I hope you get things sorted, and wish you both well.
 
So, here's a bit of insight. I've never been suicidal, nor will i ever be, but in recent years i have been increasingly laden with anxiety. I'm a 23 year old female who had an awesome upbringing, was very privileged, saw my parents relationship almost end when i was in high school and then they built it back up and are stronger and happier than ever. I have everything to be thankful for, and nothing to be afraid of. That being said, it's not how our minds work. There is something inside us called the pain-body. It is essentially a part of us ruled by the ego that WANTS us to feel all the bad things in the world, and much like drugs and alcohol, we become addicted to it, because it's better than feeling nothing. Sometimes i just think about all the possible things that could go wrong in a situation and project the images in my mind for no reason at all. Car crashes, getting shot, my parents getting sick (theyre very healthy), my little sister back home getting raped...i mean you name it, it's come into my head. In my years of therapy and personal research, i have come to the step of awareness. I know it's all in my head.

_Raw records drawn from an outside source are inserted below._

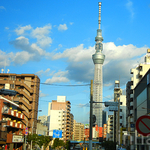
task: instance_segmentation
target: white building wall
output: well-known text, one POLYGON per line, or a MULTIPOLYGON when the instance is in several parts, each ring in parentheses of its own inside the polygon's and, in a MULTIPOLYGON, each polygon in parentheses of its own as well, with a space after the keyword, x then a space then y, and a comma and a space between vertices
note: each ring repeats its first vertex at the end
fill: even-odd
POLYGON ((50 110, 49 136, 53 136, 53 130, 62 130, 63 110, 50 110))
POLYGON ((122 126, 126 127, 126 95, 120 95, 120 102, 122 103, 120 105, 120 109, 122 112, 120 112, 120 116, 122 116, 122 126))

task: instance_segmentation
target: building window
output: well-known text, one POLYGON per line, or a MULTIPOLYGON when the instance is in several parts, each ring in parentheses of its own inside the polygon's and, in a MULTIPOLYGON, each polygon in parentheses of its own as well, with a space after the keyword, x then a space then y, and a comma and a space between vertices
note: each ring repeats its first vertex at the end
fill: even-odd
POLYGON ((10 80, 16 80, 16 76, 10 76, 10 80))
POLYGON ((14 88, 15 88, 15 85, 14 85, 14 84, 10 84, 10 88, 11 88, 11 89, 14 89, 14 88))

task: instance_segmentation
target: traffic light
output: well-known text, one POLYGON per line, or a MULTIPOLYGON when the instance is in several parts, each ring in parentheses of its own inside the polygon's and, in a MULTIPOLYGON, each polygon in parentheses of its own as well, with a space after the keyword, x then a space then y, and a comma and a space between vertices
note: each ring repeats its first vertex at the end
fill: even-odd
POLYGON ((96 122, 96 116, 95 115, 93 115, 93 127, 95 127, 95 122, 96 122))

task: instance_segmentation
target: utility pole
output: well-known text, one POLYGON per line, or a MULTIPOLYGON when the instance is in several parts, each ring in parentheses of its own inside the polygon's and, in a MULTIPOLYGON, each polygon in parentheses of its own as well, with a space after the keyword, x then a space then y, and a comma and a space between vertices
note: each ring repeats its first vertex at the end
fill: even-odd
POLYGON ((90 89, 90 130, 89 130, 89 150, 92 150, 92 128, 93 128, 93 80, 90 89))

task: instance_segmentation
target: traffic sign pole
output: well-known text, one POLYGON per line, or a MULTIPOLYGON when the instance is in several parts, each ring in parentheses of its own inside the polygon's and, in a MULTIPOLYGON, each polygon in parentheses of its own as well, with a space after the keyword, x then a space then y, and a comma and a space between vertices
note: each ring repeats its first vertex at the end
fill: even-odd
POLYGON ((144 115, 136 121, 136 129, 143 136, 150 135, 150 116, 144 115))

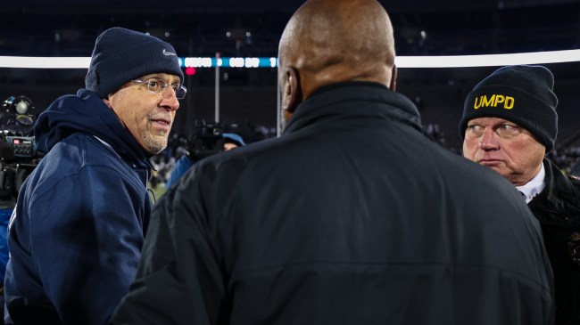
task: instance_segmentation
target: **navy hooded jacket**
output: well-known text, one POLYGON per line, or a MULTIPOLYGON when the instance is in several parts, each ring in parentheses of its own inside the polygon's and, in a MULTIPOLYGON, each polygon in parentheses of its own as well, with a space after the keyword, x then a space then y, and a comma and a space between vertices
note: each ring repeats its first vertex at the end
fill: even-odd
POLYGON ((86 89, 51 104, 35 138, 46 155, 22 185, 10 223, 10 318, 104 324, 135 277, 151 211, 151 155, 86 89))

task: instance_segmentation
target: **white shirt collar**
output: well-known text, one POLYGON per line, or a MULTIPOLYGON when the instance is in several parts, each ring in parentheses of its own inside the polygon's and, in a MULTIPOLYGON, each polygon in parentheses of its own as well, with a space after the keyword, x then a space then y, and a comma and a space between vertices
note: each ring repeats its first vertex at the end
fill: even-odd
POLYGON ((542 163, 542 168, 540 172, 534 178, 532 178, 528 183, 522 186, 516 186, 518 191, 521 191, 526 195, 526 203, 529 203, 534 196, 538 195, 542 190, 543 190, 546 185, 543 183, 543 179, 546 176, 546 170, 543 168, 543 163, 542 163))

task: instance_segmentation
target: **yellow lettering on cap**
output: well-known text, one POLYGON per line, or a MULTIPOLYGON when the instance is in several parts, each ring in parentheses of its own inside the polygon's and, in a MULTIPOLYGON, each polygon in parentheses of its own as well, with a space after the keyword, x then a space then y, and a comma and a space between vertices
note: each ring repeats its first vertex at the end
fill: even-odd
POLYGON ((513 97, 505 96, 505 104, 503 105, 503 108, 506 110, 511 110, 514 108, 514 102, 516 102, 516 100, 514 100, 513 97))
POLYGON ((515 102, 514 98, 510 96, 494 93, 488 99, 487 95, 484 94, 476 97, 473 108, 478 110, 482 107, 498 107, 499 104, 503 103, 504 109, 511 110, 514 107, 515 102))

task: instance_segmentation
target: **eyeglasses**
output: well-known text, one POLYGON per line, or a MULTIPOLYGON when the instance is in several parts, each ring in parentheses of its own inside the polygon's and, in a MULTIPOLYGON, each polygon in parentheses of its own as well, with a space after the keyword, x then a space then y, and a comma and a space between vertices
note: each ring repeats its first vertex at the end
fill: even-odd
POLYGON ((131 80, 131 82, 145 85, 147 87, 147 91, 151 93, 163 93, 167 90, 167 87, 170 86, 173 88, 173 92, 175 92, 175 97, 178 100, 184 99, 187 93, 187 89, 183 85, 179 84, 168 84, 161 79, 153 78, 145 81, 137 79, 131 80))
MULTIPOLYGON (((493 128, 493 132, 501 139, 511 139, 519 135, 523 130, 519 126, 502 124, 493 128)), ((485 126, 477 124, 468 126, 465 132, 466 138, 480 138, 485 133, 485 126)))

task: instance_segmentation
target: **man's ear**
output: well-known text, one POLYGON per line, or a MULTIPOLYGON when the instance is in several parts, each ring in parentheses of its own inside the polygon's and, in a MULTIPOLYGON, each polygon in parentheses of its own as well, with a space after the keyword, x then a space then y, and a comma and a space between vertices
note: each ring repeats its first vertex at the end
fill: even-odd
POLYGON ((294 110, 302 101, 300 76, 294 67, 288 67, 284 71, 282 80, 282 109, 294 113, 294 110))
POLYGON ((111 102, 109 102, 108 98, 104 98, 103 102, 104 102, 104 104, 107 105, 110 109, 112 109, 112 107, 111 107, 111 102))
POLYGON ((391 70, 391 85, 389 85, 389 89, 395 92, 397 90, 397 66, 393 65, 393 69, 391 70))

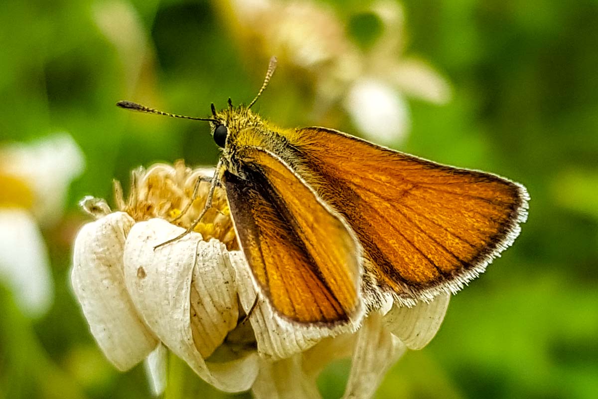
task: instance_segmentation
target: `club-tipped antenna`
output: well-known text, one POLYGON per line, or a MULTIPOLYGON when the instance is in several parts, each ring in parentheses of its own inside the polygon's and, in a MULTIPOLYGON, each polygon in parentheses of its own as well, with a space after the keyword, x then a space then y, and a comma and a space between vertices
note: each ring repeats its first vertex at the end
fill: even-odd
POLYGON ((270 78, 272 77, 273 75, 274 75, 274 71, 276 69, 276 61, 277 59, 275 56, 270 59, 270 64, 268 65, 268 71, 266 72, 266 77, 264 78, 264 83, 262 84, 261 89, 260 89, 260 91, 258 92, 258 95, 255 96, 255 98, 254 99, 253 101, 250 102, 249 105, 248 105, 248 108, 251 108, 251 106, 255 103, 255 102, 258 100, 258 98, 260 98, 260 95, 261 95, 264 90, 266 90, 266 87, 268 86, 268 83, 270 82, 270 78))
POLYGON ((131 111, 136 111, 140 112, 145 112, 146 114, 155 114, 156 115, 163 115, 164 116, 170 117, 171 118, 180 118, 181 119, 191 119, 191 120, 203 120, 208 121, 208 122, 214 122, 215 123, 218 123, 218 121, 216 120, 209 118, 196 118, 195 117, 188 117, 185 115, 176 115, 176 114, 165 112, 162 111, 154 109, 154 108, 150 108, 141 104, 138 104, 136 102, 133 102, 132 101, 119 101, 116 103, 116 105, 117 106, 120 106, 125 109, 130 109, 131 111))

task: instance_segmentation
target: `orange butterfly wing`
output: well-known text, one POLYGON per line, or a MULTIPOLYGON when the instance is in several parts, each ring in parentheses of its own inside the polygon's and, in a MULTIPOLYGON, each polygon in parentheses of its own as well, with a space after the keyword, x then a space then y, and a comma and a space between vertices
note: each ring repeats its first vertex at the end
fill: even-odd
POLYGON ((293 167, 344 217, 379 285, 405 303, 460 289, 512 243, 526 219, 525 188, 495 175, 324 128, 291 137, 300 160, 293 167))
POLYGON ((223 181, 240 246, 258 283, 285 318, 357 321, 361 247, 346 224, 281 160, 255 147, 236 154, 223 181))

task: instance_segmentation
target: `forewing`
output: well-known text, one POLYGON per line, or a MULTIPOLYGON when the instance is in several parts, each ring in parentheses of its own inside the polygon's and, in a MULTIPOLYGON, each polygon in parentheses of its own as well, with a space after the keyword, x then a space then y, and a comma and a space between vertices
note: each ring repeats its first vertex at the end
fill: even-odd
POLYGON ((245 178, 225 172, 231 214, 274 308, 302 323, 356 321, 361 248, 346 223, 276 156, 245 147, 236 156, 245 178))
POLYGON ((294 135, 295 167, 355 232, 371 271, 410 303, 456 292, 519 234, 522 185, 314 127, 294 135))

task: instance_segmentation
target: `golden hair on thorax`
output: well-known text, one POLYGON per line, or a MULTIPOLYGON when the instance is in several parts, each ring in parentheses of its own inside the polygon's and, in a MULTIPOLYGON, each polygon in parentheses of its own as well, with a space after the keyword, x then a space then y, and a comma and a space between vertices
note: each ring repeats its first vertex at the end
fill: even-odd
POLYGON ((456 293, 512 243, 527 217, 523 185, 333 129, 280 129, 254 113, 276 63, 249 105, 212 104, 211 118, 117 104, 208 121, 221 148, 203 211, 157 248, 193 231, 221 186, 239 247, 277 313, 344 331, 385 293, 406 306, 456 293))

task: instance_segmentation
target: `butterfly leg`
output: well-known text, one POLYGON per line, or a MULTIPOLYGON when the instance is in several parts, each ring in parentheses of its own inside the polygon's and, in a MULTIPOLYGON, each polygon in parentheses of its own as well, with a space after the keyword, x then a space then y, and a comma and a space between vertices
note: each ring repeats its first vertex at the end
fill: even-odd
POLYGON ((185 214, 187 212, 187 211, 189 210, 189 208, 191 207, 191 205, 193 205, 193 203, 195 202, 196 199, 197 198, 197 191, 199 191, 200 183, 202 182, 211 182, 212 180, 213 180, 213 178, 211 178, 208 176, 200 176, 199 178, 197 178, 197 180, 195 182, 195 187, 193 188, 193 194, 192 194, 191 196, 191 200, 189 201, 187 205, 185 205, 185 208, 182 209, 182 210, 181 211, 181 213, 179 214, 178 216, 172 219, 170 219, 170 222, 171 223, 172 223, 173 222, 175 222, 181 218, 182 218, 185 215, 185 214))
MULTIPOLYGON (((213 178, 212 178, 212 184, 210 185, 210 191, 208 192, 208 198, 206 199, 206 205, 204 205, 203 209, 202 210, 202 212, 200 212, 199 216, 198 216, 197 218, 193 221, 193 223, 191 223, 191 226, 187 227, 187 229, 185 232, 184 232, 180 235, 175 237, 174 238, 170 239, 170 240, 168 240, 167 241, 164 241, 164 242, 160 243, 157 245, 155 246, 154 247, 154 251, 157 248, 160 248, 160 246, 163 246, 164 245, 166 245, 166 244, 169 244, 171 242, 173 242, 175 241, 176 241, 177 240, 182 238, 185 236, 187 235, 188 234, 193 232, 193 230, 195 229, 196 226, 197 226, 199 224, 199 223, 202 221, 202 218, 204 217, 206 213, 210 209, 210 208, 212 208, 212 200, 214 196, 214 190, 216 190, 216 186, 218 185, 218 182, 219 181, 220 179, 220 174, 221 174, 220 170, 222 169, 222 165, 223 165, 222 159, 221 158, 220 160, 218 161, 218 165, 216 165, 216 170, 214 170, 214 176, 213 178)), ((199 181, 200 181, 198 179, 197 180, 198 182, 196 184, 196 188, 199 187, 199 181)), ((194 191, 195 190, 194 190, 194 191)))

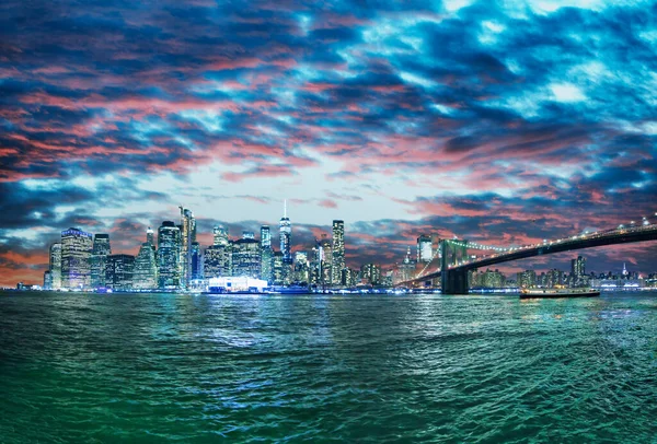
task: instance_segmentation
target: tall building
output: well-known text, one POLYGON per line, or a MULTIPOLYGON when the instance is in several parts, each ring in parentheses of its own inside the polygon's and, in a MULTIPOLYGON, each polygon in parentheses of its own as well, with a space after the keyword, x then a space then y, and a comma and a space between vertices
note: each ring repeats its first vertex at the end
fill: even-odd
POLYGON ((215 225, 212 229, 214 245, 228 245, 228 230, 223 225, 215 225))
POLYGON ((158 288, 158 258, 153 241, 153 231, 149 226, 146 231, 146 242, 141 244, 139 254, 135 258, 132 274, 132 288, 135 289, 152 290, 158 288))
POLYGON ((105 287, 105 274, 107 270, 107 256, 112 254, 110 235, 99 233, 93 235, 93 248, 91 250, 91 287, 94 289, 105 287))
POLYGON ((53 273, 50 270, 44 271, 44 290, 53 290, 53 273))
POLYGON ((406 256, 402 264, 397 266, 396 279, 394 279, 395 283, 397 282, 407 282, 415 277, 415 260, 411 256, 411 247, 406 249, 406 256))
POLYGON ((269 225, 261 226, 261 279, 269 283, 272 279, 272 259, 274 252, 272 250, 272 231, 269 225))
POLYGON ((289 264, 292 262, 292 224, 290 219, 287 217, 287 200, 285 201, 283 218, 279 223, 280 230, 280 253, 283 253, 283 260, 289 264))
POLYGON ((310 282, 310 264, 308 262, 308 253, 306 252, 295 253, 295 274, 292 281, 298 283, 310 282))
POLYGON ((423 234, 417 238, 417 264, 428 264, 434 254, 431 236, 423 234))
POLYGON ((320 283, 331 285, 333 282, 333 247, 325 234, 320 241, 320 283))
POLYGON ((50 280, 53 281, 51 289, 59 290, 61 288, 61 244, 59 242, 50 245, 48 270, 50 271, 50 280))
POLYGON ((192 243, 192 280, 203 279, 203 254, 198 242, 192 243))
POLYGON ((108 255, 105 282, 112 290, 131 290, 135 256, 108 255))
POLYGON ((260 279, 260 242, 253 238, 241 238, 233 243, 232 276, 244 276, 260 279))
POLYGON ((61 232, 61 287, 89 288, 91 283, 92 235, 80 229, 61 232))
POLYGON ((577 278, 586 274, 586 258, 577 256, 577 259, 570 260, 570 274, 577 278))
POLYGON ((272 257, 272 283, 274 285, 283 285, 285 283, 283 267, 283 253, 274 252, 274 256, 272 257))
POLYGON ((381 268, 374 264, 365 264, 360 267, 360 278, 367 284, 378 285, 381 283, 381 268))
POLYGON ((196 242, 196 219, 194 213, 183 207, 181 209, 181 250, 180 250, 180 274, 181 285, 183 288, 189 287, 189 280, 192 279, 192 244, 196 242))
POLYGON ((148 227, 148 230, 146 230, 146 242, 148 244, 151 244, 152 246, 155 246, 153 229, 151 229, 150 226, 148 227))
POLYGON ((345 222, 333 221, 333 249, 331 259, 331 283, 343 283, 342 270, 345 268, 345 222))
POLYGON ((171 221, 162 222, 158 229, 158 287, 181 287, 181 231, 171 221))
POLYGON ((206 248, 203 259, 204 278, 226 278, 232 276, 232 243, 211 245, 206 248))

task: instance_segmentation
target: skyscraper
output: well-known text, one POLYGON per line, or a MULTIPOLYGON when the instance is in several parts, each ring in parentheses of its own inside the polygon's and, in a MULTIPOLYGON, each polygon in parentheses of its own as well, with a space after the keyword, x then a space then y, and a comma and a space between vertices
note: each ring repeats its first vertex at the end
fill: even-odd
POLYGON ((241 238, 233 243, 232 276, 245 276, 260 279, 260 242, 253 238, 241 238))
POLYGON ((431 236, 423 234, 417 238, 417 264, 428 264, 433 257, 431 236))
POLYGON ((50 280, 53 281, 51 289, 59 290, 61 288, 61 244, 55 243, 50 245, 50 280))
POLYGON ((279 223, 280 229, 280 253, 283 253, 283 260, 289 264, 292 262, 292 224, 290 219, 287 217, 287 200, 285 201, 283 218, 279 223))
POLYGON ((108 255, 106 258, 106 285, 113 290, 131 290, 135 256, 108 255))
POLYGON ((223 225, 215 225, 212 229, 214 245, 228 245, 228 230, 223 225))
POLYGON ((93 248, 91 252, 91 287, 94 289, 105 287, 105 274, 107 270, 107 256, 112 254, 110 235, 104 233, 94 234, 93 248))
POLYGON ((345 268, 345 222, 333 221, 333 257, 331 262, 331 283, 339 285, 342 270, 345 268))
POLYGON ((203 255, 198 242, 192 243, 192 280, 203 279, 203 255))
POLYGON ((162 222, 158 230, 158 287, 181 287, 181 231, 171 221, 162 222))
POLYGON ((269 225, 261 226, 261 279, 272 283, 272 231, 269 225))
POLYGON ((83 289, 91 283, 92 235, 80 229, 61 232, 61 287, 83 289))
POLYGON ((141 244, 139 254, 135 258, 132 288, 141 290, 158 288, 158 260, 153 244, 153 231, 150 226, 146 231, 146 242, 141 244))
POLYGON ((183 207, 181 209, 181 258, 180 258, 180 274, 181 284, 183 288, 189 287, 192 279, 192 243, 196 242, 196 219, 194 213, 183 207))

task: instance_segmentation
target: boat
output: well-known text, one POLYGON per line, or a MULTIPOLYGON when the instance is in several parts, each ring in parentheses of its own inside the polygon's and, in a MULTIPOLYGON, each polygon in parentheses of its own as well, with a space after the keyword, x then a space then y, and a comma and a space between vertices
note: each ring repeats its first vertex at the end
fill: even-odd
POLYGON ((593 289, 522 289, 520 290, 520 299, 534 297, 596 297, 600 295, 599 290, 593 289))

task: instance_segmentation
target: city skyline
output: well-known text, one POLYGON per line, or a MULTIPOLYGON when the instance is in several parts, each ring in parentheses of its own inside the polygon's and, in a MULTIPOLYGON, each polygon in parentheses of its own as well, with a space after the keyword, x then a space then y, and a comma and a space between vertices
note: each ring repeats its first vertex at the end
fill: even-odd
MULTIPOLYGON (((351 265, 653 217, 657 5, 377 4, 7 3, 0 284, 41 282, 68 227, 137 256, 178 206, 205 247, 276 237, 288 199, 290 254, 344 220, 351 265)), ((655 243, 587 256, 657 269, 655 243)))

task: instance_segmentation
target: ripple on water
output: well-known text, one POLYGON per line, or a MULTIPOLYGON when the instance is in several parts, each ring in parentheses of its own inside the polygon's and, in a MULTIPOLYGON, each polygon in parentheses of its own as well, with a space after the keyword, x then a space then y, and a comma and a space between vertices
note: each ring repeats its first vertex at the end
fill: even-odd
POLYGON ((654 442, 654 296, 0 293, 0 436, 654 442))

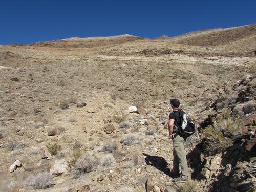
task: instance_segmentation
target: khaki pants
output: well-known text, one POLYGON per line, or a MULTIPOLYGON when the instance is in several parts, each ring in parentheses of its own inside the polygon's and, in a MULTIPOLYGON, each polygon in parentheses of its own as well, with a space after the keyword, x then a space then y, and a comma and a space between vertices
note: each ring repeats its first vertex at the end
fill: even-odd
POLYGON ((173 172, 175 174, 179 175, 180 166, 182 178, 188 177, 187 158, 186 152, 184 148, 184 138, 177 135, 173 139, 173 145, 174 146, 173 154, 173 172))

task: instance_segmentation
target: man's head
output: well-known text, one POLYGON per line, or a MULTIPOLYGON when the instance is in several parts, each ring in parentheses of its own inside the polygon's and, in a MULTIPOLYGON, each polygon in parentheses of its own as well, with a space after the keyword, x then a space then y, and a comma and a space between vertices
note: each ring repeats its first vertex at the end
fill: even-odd
POLYGON ((178 108, 180 106, 180 101, 178 99, 170 99, 170 103, 172 105, 172 108, 178 108))

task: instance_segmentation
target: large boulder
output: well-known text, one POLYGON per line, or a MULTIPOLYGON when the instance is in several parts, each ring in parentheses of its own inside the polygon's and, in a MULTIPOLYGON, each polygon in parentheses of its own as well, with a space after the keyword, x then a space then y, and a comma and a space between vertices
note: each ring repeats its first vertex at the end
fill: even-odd
POLYGON ((50 173, 52 174, 60 175, 69 170, 69 164, 64 160, 56 160, 51 169, 50 173))
POLYGON ((51 154, 45 148, 41 148, 40 149, 40 153, 41 154, 41 158, 47 159, 51 157, 51 154))

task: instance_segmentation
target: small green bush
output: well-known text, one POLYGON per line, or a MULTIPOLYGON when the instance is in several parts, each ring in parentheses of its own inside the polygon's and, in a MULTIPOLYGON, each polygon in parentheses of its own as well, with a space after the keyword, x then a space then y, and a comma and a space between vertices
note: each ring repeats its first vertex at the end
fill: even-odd
POLYGON ((96 169, 100 164, 99 159, 96 156, 87 153, 80 157, 75 164, 77 170, 81 173, 89 173, 96 169))
POLYGON ((24 185, 32 187, 34 189, 45 189, 52 185, 53 178, 48 172, 40 173, 35 177, 29 177, 24 182, 24 185))
POLYGON ((57 143, 54 143, 53 144, 51 144, 50 143, 47 143, 46 145, 46 148, 50 152, 51 155, 55 155, 59 150, 61 148, 61 146, 59 145, 57 143))

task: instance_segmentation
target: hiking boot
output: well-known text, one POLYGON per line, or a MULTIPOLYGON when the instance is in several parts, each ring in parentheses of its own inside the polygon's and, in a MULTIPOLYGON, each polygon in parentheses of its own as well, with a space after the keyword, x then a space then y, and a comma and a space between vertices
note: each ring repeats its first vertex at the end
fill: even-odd
POLYGON ((187 177, 176 177, 174 178, 174 182, 177 182, 177 183, 186 183, 187 180, 187 177))

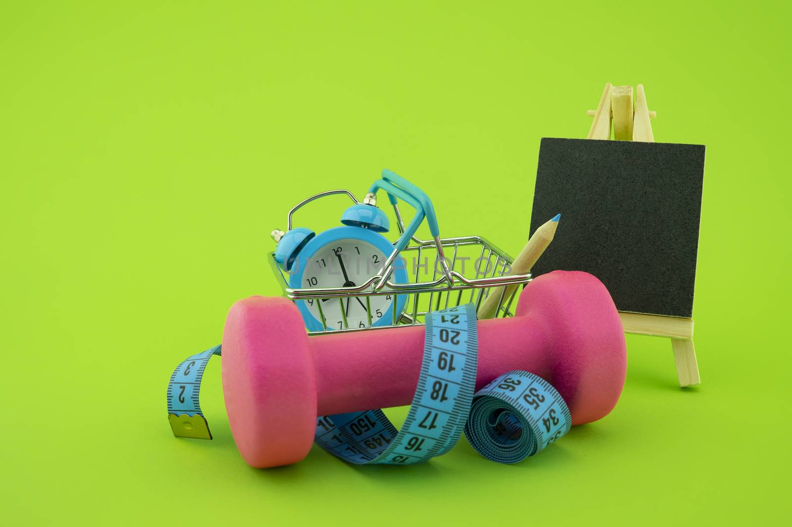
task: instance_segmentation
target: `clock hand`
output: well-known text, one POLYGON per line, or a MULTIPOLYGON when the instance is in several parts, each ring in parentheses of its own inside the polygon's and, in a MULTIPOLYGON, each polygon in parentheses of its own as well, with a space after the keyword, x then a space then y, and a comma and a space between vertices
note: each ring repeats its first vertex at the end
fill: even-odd
POLYGON ((346 267, 344 267, 344 260, 341 258, 341 256, 340 254, 337 254, 336 256, 338 256, 338 263, 341 264, 341 272, 344 273, 344 286, 346 287, 347 284, 350 283, 350 282, 349 282, 349 277, 347 276, 346 274, 346 267))

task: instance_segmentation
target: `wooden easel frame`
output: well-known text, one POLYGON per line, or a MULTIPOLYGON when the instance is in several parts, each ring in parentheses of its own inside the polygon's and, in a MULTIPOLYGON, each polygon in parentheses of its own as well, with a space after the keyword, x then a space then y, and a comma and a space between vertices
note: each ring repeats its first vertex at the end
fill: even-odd
MULTIPOLYGON (((632 86, 614 86, 610 82, 600 99, 587 139, 610 139, 613 126, 614 138, 619 141, 654 142, 649 119, 656 116, 646 104, 643 85, 638 85, 635 101, 633 102, 632 86)), ((699 364, 693 347, 693 319, 635 313, 619 313, 626 333, 649 335, 671 339, 671 347, 676 362, 676 374, 680 386, 691 386, 701 382, 699 364)))

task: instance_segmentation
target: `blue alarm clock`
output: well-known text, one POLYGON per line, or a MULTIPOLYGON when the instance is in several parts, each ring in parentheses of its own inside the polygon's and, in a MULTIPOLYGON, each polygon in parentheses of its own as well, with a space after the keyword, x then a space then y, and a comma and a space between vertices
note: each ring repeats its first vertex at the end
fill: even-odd
MULTIPOLYGON (((354 196, 346 191, 332 191, 306 199, 291 210, 290 226, 291 214, 303 205, 323 195, 342 192, 354 199, 354 196)), ((286 233, 273 231, 272 237, 278 244, 275 260, 289 273, 291 289, 358 286, 369 281, 383 267, 392 267, 388 279, 393 283, 406 284, 406 266, 403 264, 394 265, 393 259, 389 260, 389 257, 394 254, 394 251, 401 252, 409 243, 426 216, 425 203, 429 203, 431 207, 428 198, 417 187, 394 173, 383 170, 383 179, 375 182, 364 203, 356 203, 345 210, 341 218, 342 226, 319 234, 305 227, 290 229, 286 233), (398 196, 416 209, 416 215, 409 226, 395 244, 383 235, 390 229, 390 221, 385 213, 376 207, 376 191, 379 189, 388 193, 392 204, 396 204, 398 196), (420 195, 416 195, 416 192, 420 195)), ((431 214, 430 226, 434 227, 434 230, 436 221, 433 210, 431 214)), ((393 323, 394 309, 396 310, 396 319, 398 319, 405 309, 408 295, 388 294, 390 291, 386 286, 382 291, 383 294, 379 295, 350 295, 340 300, 338 298, 297 300, 295 303, 309 331, 324 329, 322 315, 329 330, 364 328, 369 327, 369 324, 371 327, 386 326, 393 323)))

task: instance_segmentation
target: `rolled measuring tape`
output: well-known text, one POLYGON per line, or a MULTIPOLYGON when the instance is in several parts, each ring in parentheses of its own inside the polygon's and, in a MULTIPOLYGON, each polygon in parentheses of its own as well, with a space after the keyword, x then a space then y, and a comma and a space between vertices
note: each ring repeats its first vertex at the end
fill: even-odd
POLYGON ((515 370, 476 392, 465 435, 487 459, 516 463, 571 427, 569 408, 558 392, 538 375, 515 370))
MULTIPOLYGON (((217 346, 192 355, 171 376, 168 419, 177 437, 211 438, 198 393, 206 363, 220 354, 217 346)), ((349 463, 412 464, 449 451, 464 430, 485 457, 515 463, 569 430, 563 399, 532 373, 509 372, 474 395, 477 357, 473 304, 427 314, 418 385, 401 431, 382 410, 368 410, 319 416, 314 442, 349 463), (546 422, 552 426, 543 432, 546 422)))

The reason this caught my eye was because the way she is with you is how i get sometimes with my boyfriend. Even my other serious relationship i did this. We have these deeper rooted feelings of self loathing, whether its from a past experience (like in her case) or just made up in our own minds from paranoia, and we don't think we deserve anything good or stable. SELF-SABOTAGE is what this is. I will say this, the ages that we are are some of the weirdest times in life. We're still kids, but becoming adults and really experiencing what this life is for. Im no doctor, and obviously your girlfriend has some serious things to work through, but i can at least try and provide you with some personal insight. I may be completely wrong, but i have lashed out and had such extreme mood swings i thought i was bipolar. Well, i'm not.
My biggest suggestion is try your hardest to get her to go see a therapist, but remember you can't make anyone do anything. you cannot MAKE someone happy either. You can only give them everything you want, expect nothing back, and see what happens.

breathe. meditate through this for your own sanity, and send love and patience her way. Whatever you do, DONT think it's your job to fix her. YOU are truly all you have, and she needs to realize that for herself as well. Loving someone is an amazing gift, but it's not easy. No one tells you how to do it and there is no right or wrong, but without loving onesself first, there is no true love.